The commander glanced at Aled, then back to her, and stopped a few feet in front of her.

“You missed your window,” the commander told Seryn. She could feel the light curiosity in the way he watched her. “You were supposed to leave before dawn.”

“Those weren’t our orders,” she told him.

He looked her over again, and nodded. It was a small motion, just enough to tell her to lower her hands, but nothing more.

“Do you have the power to grant us passage?” she asked.

He nodded again.

“We’re exactly what we said: personal guests of King Madden and soldiers in King Vardeck’s service,” Seryn said.

The commander looked at her sideways, as if asking if she would believe what had just come out of her mouth. “Just the two of you?”

“We came with Lord Commander Macsen of the Rein,” she told him.
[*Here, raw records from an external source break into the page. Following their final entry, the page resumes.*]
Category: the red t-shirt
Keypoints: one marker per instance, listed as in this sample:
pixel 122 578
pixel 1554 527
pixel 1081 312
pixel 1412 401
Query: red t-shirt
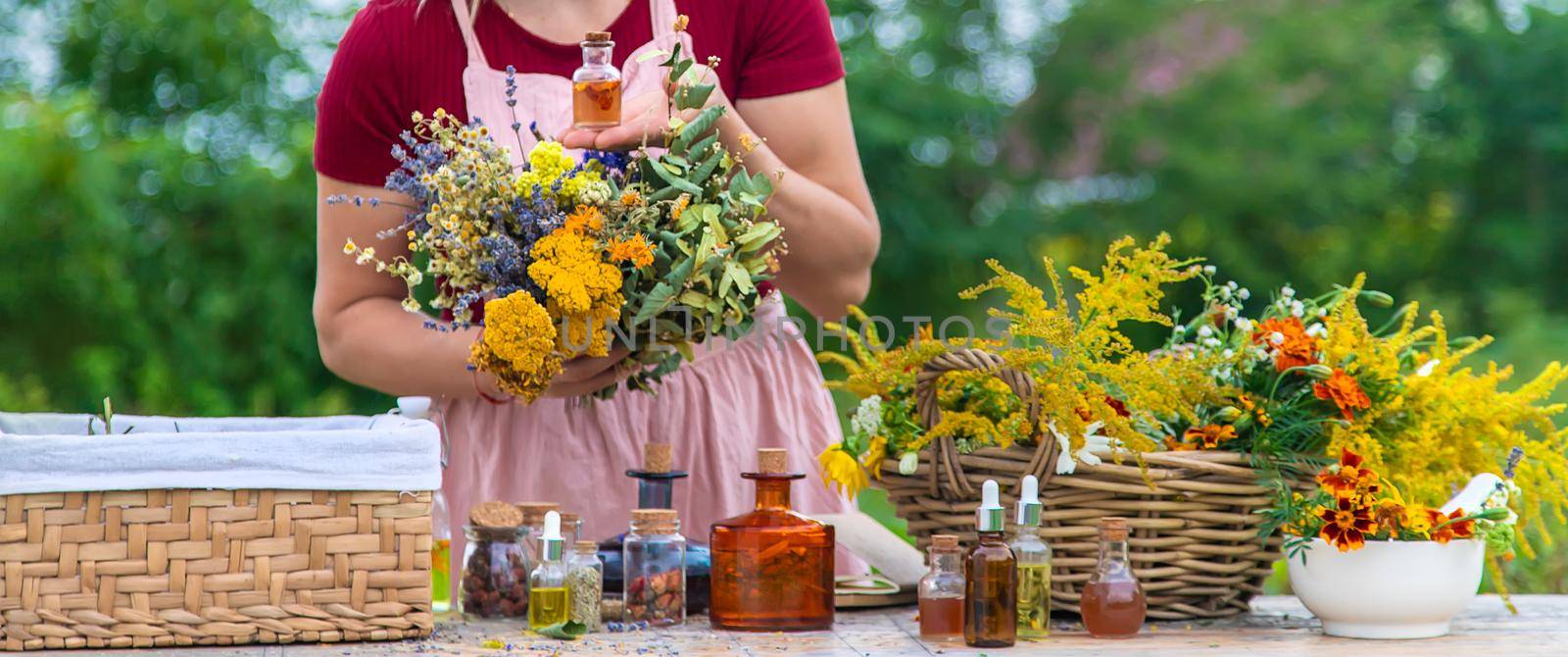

She looked back at the city. “We’re leaving under his orders, and with King Madden’s permission.”

The commander listened, nodding along. “And your uniforms?”

“It’s in my bag.” Seryn nodded across her shoulder, indicating the pack tied behind her saddle. The commander checked to make sure he had permission, then stepped forward and slid the draw string open in one short motion. Flipping the flap back, he looked through her folded shirts and breeches until he found the heavy jacket with the bear embroidered across the shoulder. He held it still for a moment, looked at her, then down at it, then shoved it all back inside the back.
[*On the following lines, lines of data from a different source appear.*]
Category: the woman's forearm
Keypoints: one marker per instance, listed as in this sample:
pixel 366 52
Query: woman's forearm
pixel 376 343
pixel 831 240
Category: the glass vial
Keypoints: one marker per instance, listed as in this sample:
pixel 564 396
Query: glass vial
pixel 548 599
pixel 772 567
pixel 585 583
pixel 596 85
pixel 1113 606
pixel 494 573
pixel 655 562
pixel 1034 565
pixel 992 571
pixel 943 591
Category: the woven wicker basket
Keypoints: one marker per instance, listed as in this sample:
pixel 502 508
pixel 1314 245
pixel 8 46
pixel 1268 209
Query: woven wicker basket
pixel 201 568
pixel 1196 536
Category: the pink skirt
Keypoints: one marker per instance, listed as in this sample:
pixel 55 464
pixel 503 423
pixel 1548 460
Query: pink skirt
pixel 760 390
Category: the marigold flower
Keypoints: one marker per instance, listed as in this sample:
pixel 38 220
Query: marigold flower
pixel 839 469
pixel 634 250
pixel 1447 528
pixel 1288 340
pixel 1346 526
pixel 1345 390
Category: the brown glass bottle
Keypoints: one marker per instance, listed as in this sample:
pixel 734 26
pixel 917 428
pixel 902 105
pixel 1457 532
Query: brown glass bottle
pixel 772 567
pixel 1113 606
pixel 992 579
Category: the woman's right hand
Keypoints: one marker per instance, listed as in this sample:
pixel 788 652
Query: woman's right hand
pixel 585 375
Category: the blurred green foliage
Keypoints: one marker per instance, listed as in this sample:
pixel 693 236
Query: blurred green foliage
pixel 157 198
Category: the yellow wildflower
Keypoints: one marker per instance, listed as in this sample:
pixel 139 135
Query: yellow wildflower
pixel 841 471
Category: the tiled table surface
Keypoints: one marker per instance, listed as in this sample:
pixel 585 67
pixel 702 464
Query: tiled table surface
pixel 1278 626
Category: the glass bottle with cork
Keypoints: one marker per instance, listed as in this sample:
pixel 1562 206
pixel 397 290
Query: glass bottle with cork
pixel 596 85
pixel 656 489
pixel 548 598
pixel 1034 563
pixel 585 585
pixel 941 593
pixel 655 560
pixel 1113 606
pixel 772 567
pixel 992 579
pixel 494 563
“Best be on your way,” he said.

Seryn smiled gratefully. Touching her fingers to her forehead, she tightened the drawstring on her pack again and swung into the saddle. She kicked her horse into an even walk and started away from the city.

Aled fell in beside her, but neither of them said a word until the city had shrunk on the horizon, the stones of its walls faded into a flat gray face, too dark under the open sunlight. Seryn put the sun on their backs, grateful for the warmth as it sank into her shoulders, and steered them straight west. The horizon was crowded with trees, gathered in bunches, the first sign of the forest that cut a thick line through the country side, just out of sight. She would have been happier if it was closer, just so she could move the city out of sight behind the leaves. She was gripping the reins too tightly, just to keep her fingers from jittering, and her chest felt too thick from every controlled breath she’d forced through in in the last few hours.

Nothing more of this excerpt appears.